I planned so many fun things with my preschooler while schools are closed. I am starting this series to share these activities and build a resource for parents who need some art-focused ideas. I hope these are helpful! Please remember that you know your child best, and that these activities can be adjusted to meet your child’s individual needs.
Color Mixing: Introduction to Primary & Secondary Colors
Primary Colors: Red, Yellow, & Blue Secondary Colors: Purple, Orange, & Green
Materials: Acrylic or tempura paint, aprons or paint friendly clothes, paintbrushes, paper plates or plastic palette, and acorns (or other surface that you would like to paint).
Let’s get started!
This activity can be done with anything from creating a paper plate color wheel, to cut out drawings of your child’s favorite characters. Making a rainbow for Saint Patrick’s Day definitely crossed my mind. The main purpose of the exercise is to focus on mixing primary colors to create secondary colors.

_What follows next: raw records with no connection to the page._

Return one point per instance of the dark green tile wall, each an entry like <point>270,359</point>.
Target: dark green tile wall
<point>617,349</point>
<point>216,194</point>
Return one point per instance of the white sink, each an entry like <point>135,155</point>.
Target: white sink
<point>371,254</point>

We went on a color scavenger hunt/walk yesterday and ended up with a few wildflowers, several sticks, pinecones, and a million acorns. His excitement about the acorns made them a great surface for color exploration. *We dried the wildflowers in the oven for a papermaking project later this week.

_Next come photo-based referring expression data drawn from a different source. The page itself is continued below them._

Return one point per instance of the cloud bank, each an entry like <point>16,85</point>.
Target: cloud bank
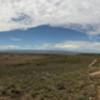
<point>82,15</point>
<point>76,46</point>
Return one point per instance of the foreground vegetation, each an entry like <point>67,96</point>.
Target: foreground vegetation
<point>47,77</point>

I sat out a few paper plates and red, yellow, and blue paint. I explained that we were going to paint the acorns the colors of the rainbow, but we were missing some colors. I began to ask my pre-schooler questions, encouraging him to think about what we were doing. I kept the questions and instruction brief, knowing his attention span.
“What colors are we missing?” “Oh man, we are missing orange. Do you think we can make orange?” “What colors do you think can be mixed to make green?”

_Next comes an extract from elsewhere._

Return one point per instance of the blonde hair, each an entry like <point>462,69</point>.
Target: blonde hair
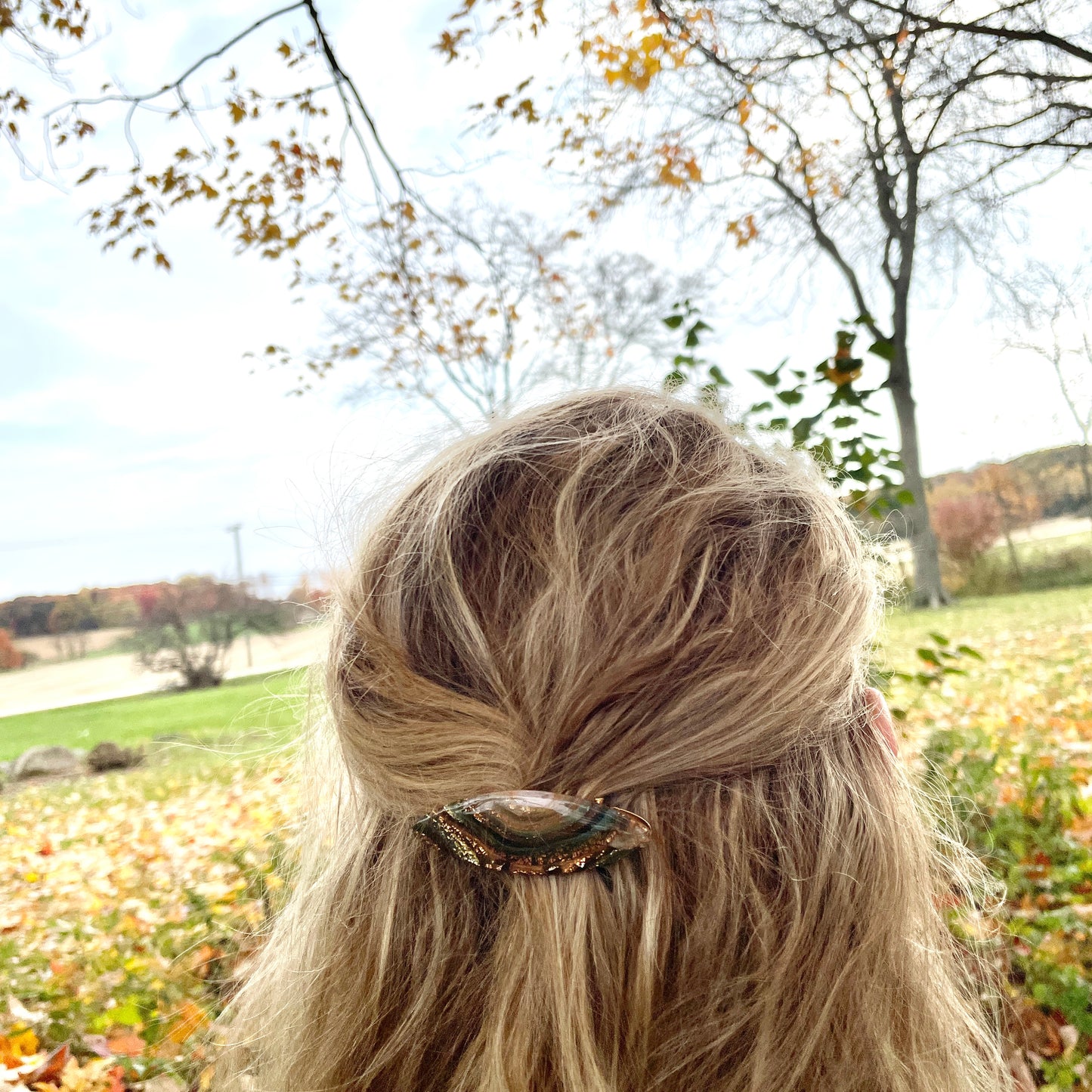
<point>616,595</point>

I helped him mix the paints together, but let him do most of the work. His excitement about creating a new color was really palpable, and by trusting him to do his part, I reinforced his confidence in his creativity.
Once we had all of our colors mixed, we began painting his acorns. Each acorn I painted was one solid color, but my preschooler enjoyed mixing and layering primary colors on his acorns, occasionally grabbing a pre-mixed secondary color. Once dry, I super-glued string under each acorn’s “hat” and attached it to his moon phases stick (from a nature group project we completed earlier this month).
Since this was just an introduction to secondary colors, I do not expect my son to have a complex and deep knowledge of color theory or remember that red, yellow, and blue are called primary colors. However, if anyone asks him what colors make green, he knows the answer.
- For younger children: Focus on reinforcing color identification.
- For increased depth: Children can choose their surfaces and have more autonomy with color mixing. Ask children to be able to identify cool (blue, green, and violet) and warm colors (red, orange, and yellow).
- Advanced: Identify analogous colors (colors sitting next to each other on the color wheel) & complementary colors (colors opposite on the color wheel). Introduce tertiary colors.